The long-neglected south lakefront can be given new life with the redevelopment of the former Michael Reese Hospital campus into a mixed-income residential community.  Even though the City of Chicago seems determined to tear down the entire site, preservationist Grahm Balkany believes that the buildings co-designed by noted modernist architect Walter Gropius are worth saving and should be incorporated into the redevelopment.

The Frederick Law Olmsted-designed Washington Park – which was to have been the setting for the main Olympic stadium and aquatic center – is now well-known to Chicagoans because of the publicity it received.  Perhaps it’s time for the Chicago Park District to turn its attention to enhancing this major recreational resource on the city’s South Side.

Chicago’s blue-green city concept – an environmental theme to conserve water, save energy and recycle resources – should not be limited to the failed Olympic bid.  The concept is a sound one and the city should implement this program to improve the quality of life for every Chicagoan.

The Olympic bid doesn’t need to go to waste.  It was a $72 million, three-year master-planning project and we shouldn’t cast it away.

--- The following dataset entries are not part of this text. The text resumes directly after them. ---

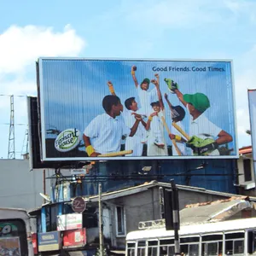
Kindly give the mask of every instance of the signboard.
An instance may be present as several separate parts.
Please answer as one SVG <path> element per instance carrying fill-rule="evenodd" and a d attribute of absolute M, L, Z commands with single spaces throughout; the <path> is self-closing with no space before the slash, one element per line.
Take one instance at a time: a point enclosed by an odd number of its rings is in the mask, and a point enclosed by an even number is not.
<path fill-rule="evenodd" d="M 61 247 L 61 232 L 38 233 L 38 252 L 57 251 Z"/>
<path fill-rule="evenodd" d="M 72 208 L 75 212 L 81 213 L 85 210 L 85 201 L 81 196 L 77 196 L 72 202 Z"/>
<path fill-rule="evenodd" d="M 238 158 L 231 61 L 40 58 L 43 160 Z"/>
<path fill-rule="evenodd" d="M 0 255 L 20 255 L 19 237 L 0 237 Z"/>
<path fill-rule="evenodd" d="M 36 255 L 38 253 L 38 234 L 37 233 L 32 234 L 32 246 L 33 246 L 34 254 Z"/>
<path fill-rule="evenodd" d="M 84 247 L 86 244 L 86 230 L 63 231 L 63 247 Z"/>
<path fill-rule="evenodd" d="M 78 230 L 83 227 L 80 213 L 62 214 L 57 216 L 57 230 Z"/>
<path fill-rule="evenodd" d="M 82 169 L 72 169 L 70 171 L 71 175 L 84 175 L 86 174 L 86 170 L 82 168 Z"/>
<path fill-rule="evenodd" d="M 248 90 L 248 102 L 251 123 L 251 137 L 253 158 L 253 171 L 256 183 L 256 90 Z"/>

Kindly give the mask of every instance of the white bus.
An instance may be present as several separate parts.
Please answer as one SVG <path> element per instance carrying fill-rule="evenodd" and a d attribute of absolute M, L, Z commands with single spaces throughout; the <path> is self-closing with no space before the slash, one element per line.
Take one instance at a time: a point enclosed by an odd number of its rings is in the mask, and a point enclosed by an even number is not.
<path fill-rule="evenodd" d="M 181 225 L 182 255 L 256 255 L 256 218 Z M 148 228 L 126 236 L 126 256 L 174 255 L 174 232 Z"/>
<path fill-rule="evenodd" d="M 30 229 L 25 210 L 0 208 L 0 255 L 33 256 Z"/>

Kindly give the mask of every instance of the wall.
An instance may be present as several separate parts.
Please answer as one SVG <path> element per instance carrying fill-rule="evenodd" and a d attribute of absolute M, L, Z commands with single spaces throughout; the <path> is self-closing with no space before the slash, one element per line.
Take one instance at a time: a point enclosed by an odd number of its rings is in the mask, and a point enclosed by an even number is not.
<path fill-rule="evenodd" d="M 245 182 L 245 176 L 244 175 L 239 175 L 238 176 L 238 183 L 240 185 L 248 185 L 253 184 L 255 182 L 255 174 L 253 172 L 253 154 L 247 154 L 247 155 L 241 155 L 239 157 L 239 160 L 237 160 L 237 168 L 238 168 L 238 173 L 244 173 L 244 168 L 243 168 L 243 160 L 245 159 L 250 159 L 251 160 L 251 173 L 252 173 L 252 180 Z M 249 196 L 255 196 L 256 195 L 256 189 L 252 188 L 250 189 L 245 189 L 245 187 L 239 187 L 239 194 L 249 195 Z"/>
<path fill-rule="evenodd" d="M 32 209 L 43 203 L 43 170 L 30 172 L 28 160 L 0 160 L 0 207 Z M 46 177 L 52 175 L 46 170 Z M 49 195 L 50 180 L 46 180 Z"/>
<path fill-rule="evenodd" d="M 125 236 L 116 236 L 116 218 L 114 215 L 115 206 L 125 206 L 126 218 L 126 234 L 137 230 L 140 221 L 162 218 L 160 215 L 160 189 L 158 187 L 148 189 L 135 195 L 116 198 L 108 201 L 112 212 L 113 247 L 124 248 Z M 216 195 L 207 193 L 194 192 L 179 189 L 179 207 L 184 208 L 188 204 L 206 202 L 225 199 L 227 196 Z"/>

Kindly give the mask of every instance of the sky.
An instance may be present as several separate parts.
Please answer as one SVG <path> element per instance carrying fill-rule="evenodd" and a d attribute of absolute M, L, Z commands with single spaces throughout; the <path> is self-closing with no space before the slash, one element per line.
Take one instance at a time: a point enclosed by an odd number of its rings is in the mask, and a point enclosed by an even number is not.
<path fill-rule="evenodd" d="M 8 157 L 15 95 L 16 158 L 26 151 L 26 96 L 39 56 L 232 59 L 239 147 L 251 144 L 256 1 L 3 1 L 0 23 L 0 158 Z M 221 90 L 219 94 L 222 94 Z"/>

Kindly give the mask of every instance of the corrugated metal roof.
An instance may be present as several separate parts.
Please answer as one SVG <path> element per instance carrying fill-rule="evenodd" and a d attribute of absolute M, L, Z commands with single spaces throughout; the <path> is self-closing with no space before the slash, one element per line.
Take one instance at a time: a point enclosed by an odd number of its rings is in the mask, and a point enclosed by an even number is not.
<path fill-rule="evenodd" d="M 243 147 L 239 148 L 239 154 L 250 154 L 253 152 L 252 146 Z"/>
<path fill-rule="evenodd" d="M 243 209 L 253 208 L 254 203 L 237 197 L 226 201 L 212 201 L 200 207 L 187 207 L 180 211 L 183 224 L 224 220 Z"/>

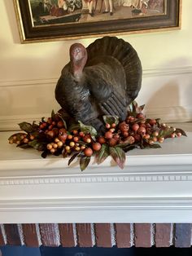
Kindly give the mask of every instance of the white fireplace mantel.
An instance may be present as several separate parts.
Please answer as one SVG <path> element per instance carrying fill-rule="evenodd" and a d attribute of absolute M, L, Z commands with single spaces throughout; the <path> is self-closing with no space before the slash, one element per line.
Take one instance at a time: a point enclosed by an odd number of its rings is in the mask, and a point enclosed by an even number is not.
<path fill-rule="evenodd" d="M 111 158 L 85 171 L 41 158 L 0 133 L 1 223 L 191 223 L 192 125 L 160 149 L 135 149 L 120 170 Z"/>

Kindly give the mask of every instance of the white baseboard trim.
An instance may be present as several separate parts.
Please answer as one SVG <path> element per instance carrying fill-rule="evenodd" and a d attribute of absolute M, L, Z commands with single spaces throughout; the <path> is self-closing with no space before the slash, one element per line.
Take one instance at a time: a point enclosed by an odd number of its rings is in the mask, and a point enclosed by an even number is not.
<path fill-rule="evenodd" d="M 172 106 L 167 108 L 146 108 L 145 111 L 147 118 L 160 118 L 165 122 L 186 122 L 192 121 L 192 106 Z M 0 117 L 0 130 L 17 130 L 22 121 L 37 124 L 41 117 L 49 117 L 50 113 L 37 113 L 34 115 L 18 115 Z"/>
<path fill-rule="evenodd" d="M 192 74 L 192 66 L 176 67 L 167 68 L 151 68 L 143 70 L 143 78 L 163 76 L 185 75 Z M 166 78 L 165 78 L 166 79 Z M 55 86 L 58 78 L 48 79 L 35 79 L 35 80 L 19 80 L 19 81 L 0 81 L 0 90 L 6 89 L 11 92 L 12 88 L 18 87 L 18 90 L 22 91 L 21 88 L 33 87 L 41 88 L 43 86 L 49 87 L 50 91 L 52 91 L 52 87 Z M 31 89 L 28 93 L 31 92 Z M 44 89 L 41 90 L 43 91 Z M 6 107 L 5 107 L 6 108 Z M 35 105 L 33 108 L 36 108 Z M 35 108 L 34 108 L 35 109 Z M 39 121 L 42 117 L 50 117 L 50 113 L 37 113 L 37 110 L 33 109 L 34 114 L 23 114 L 23 115 L 0 115 L 0 130 L 19 130 L 18 123 L 22 121 L 33 122 L 33 121 Z M 52 108 L 51 108 L 52 109 Z M 50 109 L 50 110 L 51 110 Z M 57 109 L 55 109 L 57 111 Z M 190 106 L 170 106 L 162 108 L 153 108 L 146 109 L 146 113 L 148 117 L 160 118 L 164 121 L 169 122 L 183 122 L 192 121 L 192 105 Z"/>

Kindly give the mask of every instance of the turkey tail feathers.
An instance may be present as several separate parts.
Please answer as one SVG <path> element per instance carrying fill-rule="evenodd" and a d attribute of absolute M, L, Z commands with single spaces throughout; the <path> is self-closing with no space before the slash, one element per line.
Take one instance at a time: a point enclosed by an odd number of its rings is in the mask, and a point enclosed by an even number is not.
<path fill-rule="evenodd" d="M 104 37 L 95 40 L 87 47 L 89 63 L 97 56 L 110 55 L 120 61 L 126 76 L 126 99 L 129 104 L 141 89 L 142 68 L 142 64 L 134 48 L 123 39 L 116 37 Z"/>

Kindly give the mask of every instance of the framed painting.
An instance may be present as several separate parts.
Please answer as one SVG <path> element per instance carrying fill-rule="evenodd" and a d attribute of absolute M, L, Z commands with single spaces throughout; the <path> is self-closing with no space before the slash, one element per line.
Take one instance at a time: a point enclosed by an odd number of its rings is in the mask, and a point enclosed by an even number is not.
<path fill-rule="evenodd" d="M 181 0 L 14 0 L 22 42 L 178 29 Z"/>

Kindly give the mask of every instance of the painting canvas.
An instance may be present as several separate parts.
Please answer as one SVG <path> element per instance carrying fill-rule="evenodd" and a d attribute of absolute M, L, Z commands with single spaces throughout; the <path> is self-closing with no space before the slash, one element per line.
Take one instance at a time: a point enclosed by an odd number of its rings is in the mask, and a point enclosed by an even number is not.
<path fill-rule="evenodd" d="M 180 27 L 179 0 L 15 0 L 24 41 Z"/>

Chicago 2016 Had its Rewards, But Also Risks

Wednesday, October 7th, 2009

So Chicago was eliminated in the first round of International Olympic Committee voting as the host city for the 2016 Summer Olympics, a source of great surprise to many, particularly in light of Barack Obama making the final pitch personally.chicago202016

Still, one thing bears repeating:  no city hosting the games has ever made money from the Olympics. Los Angeles’ $233 million surplus only took direct expenses into account; it did not include indirect expenses such as security and infrastructure.  Montreal took 30 years to pay off their Olympic debt.  Nagano, Japan’s Olympics were so costly and controversial that the city’s Olympic organizers destroyed the games’ financial records.

“There has never been an Olympic Games that has made a profit,” notes Robert Barney, director of the International Centre for Olympic Studies at the University of Western Ontario and co-author of Selling the Five Rings:  The International Olympic Committee and the Rise of Olympic Commercialism.  Add in all costs and revenues “including federal allotments, state allotments, it’s always been that a debt has to be paid somewhere.”

On the plus side, Chicago 2016 would have been a tremendous boost to the city’s international trade, (though it would have impacted tourism only slightly).  Then there’s the unquantifiable brand enhancement.  Chicago 2016 might have been the catalyst to wipe away the moniker of the City of Al Capone forever.

In the spirit of good sportsmanship, we send our congratulations to the host city of the 2016 Summer Olympics – Rio de Janeiro.  The first South American city to host the games, few in Chicago can begrudge Rio its victory.